Ya, mereka begitu tumpul, berotak pendek. Nenek bukan apa-apanya. Meskipun sudah melahirkan delapan anak dan menghasilkan enam cucu bagi Kakek, nyatanya hati Kakek masih tertambat padanya. Seseorang yang selalu Kakek gambarkan sebagai perempuan berbadan mungil tetapi dianugerahi bibir luar biasa. Kendati tubuhnya kecil, suaranya nyaring bak pengeras suara. Bibir mungilnya tak pernah berhenti mengomel.
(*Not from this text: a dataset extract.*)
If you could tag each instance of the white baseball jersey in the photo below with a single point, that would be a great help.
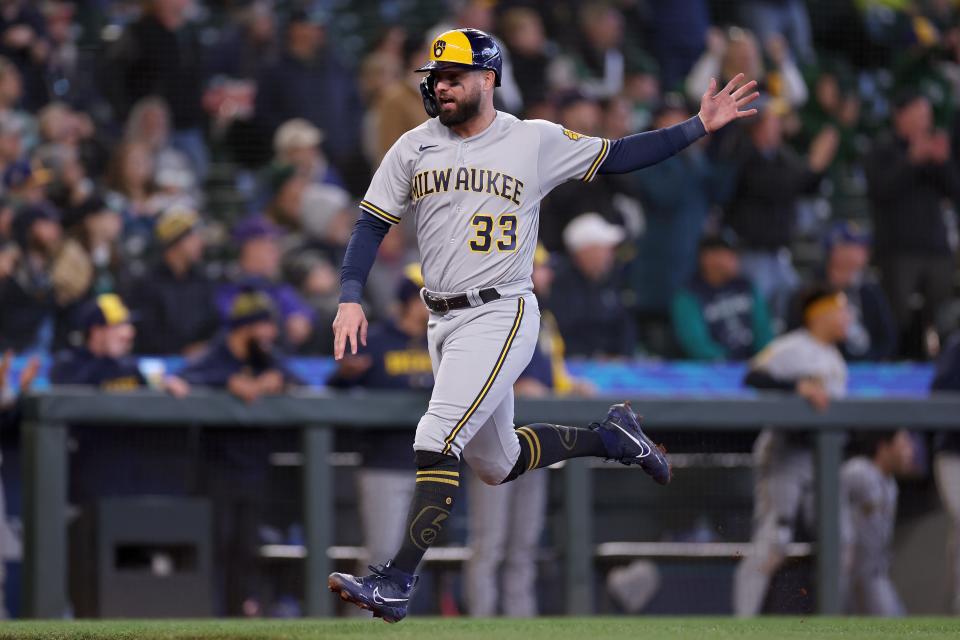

“Kakek selalu suka dengan caranya mengomeli Kakek yang suka bolos sekolah. Ya, dia, anak orang berada dan berpendidikan tinggi, makanya dia paling tak suka dengan orang-orang macam Kakek. Sering bolos,” ujar kakek bersemangat, lalu disisipi kekehan kecil.

“Dia cantik, ya? Dara penasaran dia kayak apa,” balasku sembari mengelus jemarinya yang kurus. Nyaris seperti kulit yang membalut tulang.

“Pokoknya dia paling cantik sedunia! Dia punya mata bulat, warna matanya beda sama yang lain. Kalau orang lain matanya cokelat, ‘kan? Nah, kalau matanya warnanya nyaris hitam. Unik dan tidak Kakek temukan pada perempuan lain. Bahkan Nenek yang jelek itu!” Susah payah, dagumu menunjuk seberang pintu. Tempat di mana asap selalu mengebul, dapur tempat Nenek biasanya menghabiskan hari. Barangkali menyesali empat puluh lima tahun hidupnya bersama Kakek. Apa yang bisa ia sombongkan sebenarnya? Hidup bersama nyaris separuh abad, tetapi hati Kakek tetap kokoh mempertahankan sebaris nama pujaan hatinya.

Aku akan terpingkal tiap kali membayangkan wajah cemberut Nenek yang menghitam di depan tungku. Entah ia dongkol pada Kakek atau memang asap dari pembakaran kayu. Toh, aku pun tak terlalu acuh. Aku memang kurang bersahabat dengan Nenek. Pun juga Nenek terhadapku. Wajahku memang lebih cantik darimu, Nek. Kau sudah dimakan waktu, kulit-kulitmu mengendur. Ke mana jejak tubuh sintal yang sering kausebut menarik mata pria-pria haus cinta dulu? Cih! Nyatanya semua kebanggaanmu tak ada yang tersisa jika dihadapkan dengan waktu. Jika tatapanmu semakin mengeras saat melihatku, semakin manis pula Kakek padaku.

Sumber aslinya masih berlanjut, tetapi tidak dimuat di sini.